Degree Name

Master of Arts (MA)

Semester of Degree Completion

1977

Thesis Director

Cary I. Knoop

Abstract

In order to create a work of art that has, for an unknown observer, as great a variety of meanings and interpretations as possible; the work must be of the sort that will allow any random observer to project their own experience into the work as its meaning and/or interpretation. The work of art created must present to the viewer a rich experience of mutually exclusive associations. For the work to be unlimited in associations, it must be free from any intentionally representative imagery on the part of the artist. In other words, the work should be abstract to the degree of non-objectivity.

Non-objective art form is capable of conveying a wide variety of mutually exclusive sensations, meanings and abstract concepts by association in a single piece of work. The non-objective artist's concern is with the elements of visual art (color, shape, line, etc.) and with the creation of an art form that is merely the presentation of these elements. Associations are inevitable events, no matter how vague or indiscreet they may be. This is made possible by the way in which we see things according to their visual characteristics. These visual characteristics are synonymous with the elements of visual art. If they are used in such a manner as to have no direct orientation with the representation of some particular aspect of our environment or one's experience, then the work of art can be said to be non-objective.

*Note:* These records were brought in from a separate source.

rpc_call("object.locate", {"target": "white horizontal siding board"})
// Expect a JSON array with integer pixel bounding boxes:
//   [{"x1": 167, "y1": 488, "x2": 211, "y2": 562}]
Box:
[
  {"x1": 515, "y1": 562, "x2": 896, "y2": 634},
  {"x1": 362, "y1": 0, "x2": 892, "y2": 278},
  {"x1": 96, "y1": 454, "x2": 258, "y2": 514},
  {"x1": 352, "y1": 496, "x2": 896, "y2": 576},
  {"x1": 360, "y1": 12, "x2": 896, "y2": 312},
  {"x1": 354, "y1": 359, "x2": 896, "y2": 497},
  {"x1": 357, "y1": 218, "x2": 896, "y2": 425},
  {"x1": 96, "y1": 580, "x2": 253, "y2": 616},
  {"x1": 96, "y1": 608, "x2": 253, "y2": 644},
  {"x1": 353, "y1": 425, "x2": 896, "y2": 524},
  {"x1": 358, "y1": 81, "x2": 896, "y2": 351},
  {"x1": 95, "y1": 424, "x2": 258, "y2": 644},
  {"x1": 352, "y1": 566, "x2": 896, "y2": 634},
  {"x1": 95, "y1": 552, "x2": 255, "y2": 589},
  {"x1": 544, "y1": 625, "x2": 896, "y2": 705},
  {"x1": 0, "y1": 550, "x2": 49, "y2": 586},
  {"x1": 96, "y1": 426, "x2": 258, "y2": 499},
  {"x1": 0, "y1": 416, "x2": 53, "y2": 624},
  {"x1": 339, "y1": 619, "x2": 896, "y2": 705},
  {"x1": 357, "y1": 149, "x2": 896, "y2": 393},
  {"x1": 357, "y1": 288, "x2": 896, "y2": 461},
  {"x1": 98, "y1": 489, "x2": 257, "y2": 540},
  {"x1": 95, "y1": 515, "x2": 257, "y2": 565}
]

Because of the close association between the visual characteristics of what we see and the elements of visual art, non-objective form is easily associated with some aspect of the viewer's experience even if only in the most elusive fashion of having been left in the emotive state, undefined and/or undefinable by reason. The variety of associations made possible by the work should be as infinite as the number of observers. Obviously, then, the artist whose goal it is to create such a work of art as this must concentrate his/her efforts on methodology by leaving meaning, interpretation, intellectual discourse, and the configuration of imagery to chance or accidental events. The artist must work according to a system that has absolutely nothing to do with the direct representation of anything in particular, but, has everything to do with something in general. This is non-objective expression and it is this expression that causes the work to communicate in the fashion of an art form.

I call this the Image of Chance. The Three-dimensional Image of Chance is that expression which exists in all possible dimensions.